In a series AC circuit, R=20(ohms), Xl=10(ohms), and Xc=25(ohms), where the frequency is 400 Hz. Find the resonant frequency of the circuit.
To find the resonant frequency of a series AC circuit, we need to find the frequency at which the inductive reactance (Xl) equals the capacitive reactance (Xc).
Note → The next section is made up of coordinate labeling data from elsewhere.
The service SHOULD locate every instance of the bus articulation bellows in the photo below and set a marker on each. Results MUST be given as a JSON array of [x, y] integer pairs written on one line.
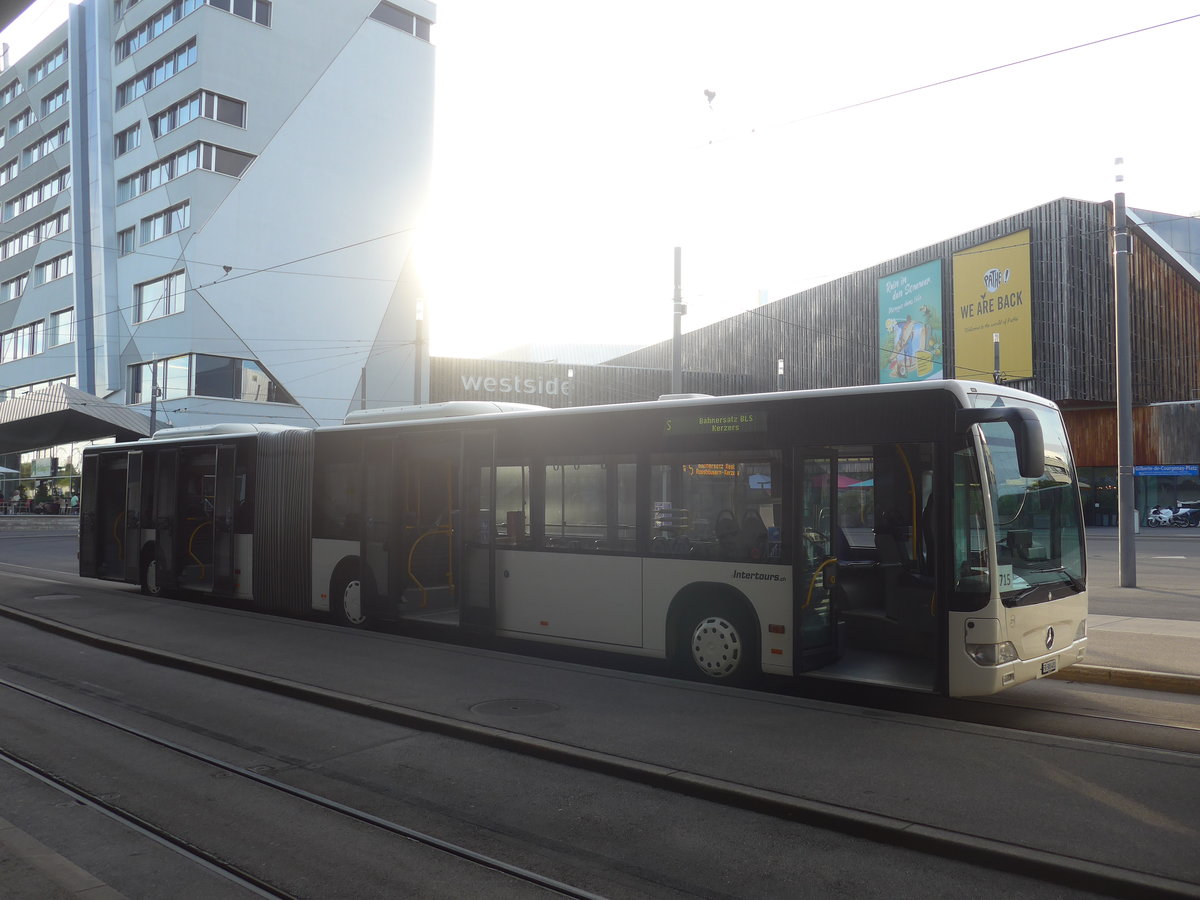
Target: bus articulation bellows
[[927, 537]]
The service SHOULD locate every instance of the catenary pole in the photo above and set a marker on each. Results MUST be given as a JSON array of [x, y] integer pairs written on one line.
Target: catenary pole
[[1127, 567], [677, 335]]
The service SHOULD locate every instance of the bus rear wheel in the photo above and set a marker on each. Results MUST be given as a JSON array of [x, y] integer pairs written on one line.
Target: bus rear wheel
[[346, 600], [719, 646]]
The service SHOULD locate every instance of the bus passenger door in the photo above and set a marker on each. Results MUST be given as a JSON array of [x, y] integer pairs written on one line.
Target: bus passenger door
[[379, 539], [816, 561], [424, 558], [166, 519], [225, 502], [90, 521], [133, 517], [475, 545]]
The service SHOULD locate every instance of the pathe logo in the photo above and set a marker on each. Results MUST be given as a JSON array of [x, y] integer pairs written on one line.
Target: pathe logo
[[994, 277]]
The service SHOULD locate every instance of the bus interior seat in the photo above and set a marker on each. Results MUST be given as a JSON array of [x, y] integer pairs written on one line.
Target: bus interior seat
[[753, 537]]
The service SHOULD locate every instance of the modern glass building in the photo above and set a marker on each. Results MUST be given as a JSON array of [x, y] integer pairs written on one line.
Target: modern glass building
[[216, 201]]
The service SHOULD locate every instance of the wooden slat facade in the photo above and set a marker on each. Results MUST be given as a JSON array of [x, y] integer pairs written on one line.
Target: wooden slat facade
[[826, 335]]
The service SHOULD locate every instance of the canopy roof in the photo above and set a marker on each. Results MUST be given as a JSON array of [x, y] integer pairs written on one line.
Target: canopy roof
[[60, 414]]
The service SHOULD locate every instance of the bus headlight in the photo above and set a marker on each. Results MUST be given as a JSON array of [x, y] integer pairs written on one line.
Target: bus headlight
[[993, 654]]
In a series AC circuit, the total impedance (Z) is given by the formula:
Z = sqrt(R^2 + (Xl - Xc)^2)
Given that R = 20 ohms, Xl = 10 ohms, and Xc = 25 ohms, we can substitute these values into the above formula:
Z = sqrt(20^2 + (10 - 25)^2)
Z = sqrt(400 + (-15)^2)
Z = sqrt(400 + 225)
Z = sqrt(625)
Z = 25 ohms
At resonance, the reactance of the inductor and the reactance of the capacitor cancel each other out, resulting in the total impedance (Z) being equal to the resistance (R).
Since the total impedance (Z) is equal to the resistance (R) at resonance, we can set Z equal to R and solve for the resonant frequency (f):
Z = R
sqrt(R^2 + (Xl - Xc)^2) = R
sqrt(20^2 + (10 - 25)^2) = 20
sqrt(400 + (-15)^2) = 20
sqrt(400 + 225) = 20
sqrt(625) = 20
25 = 20
At resonance, the impedance is equal to the resistance, therefore, the resonant frequency of the circuit is 400 Hz.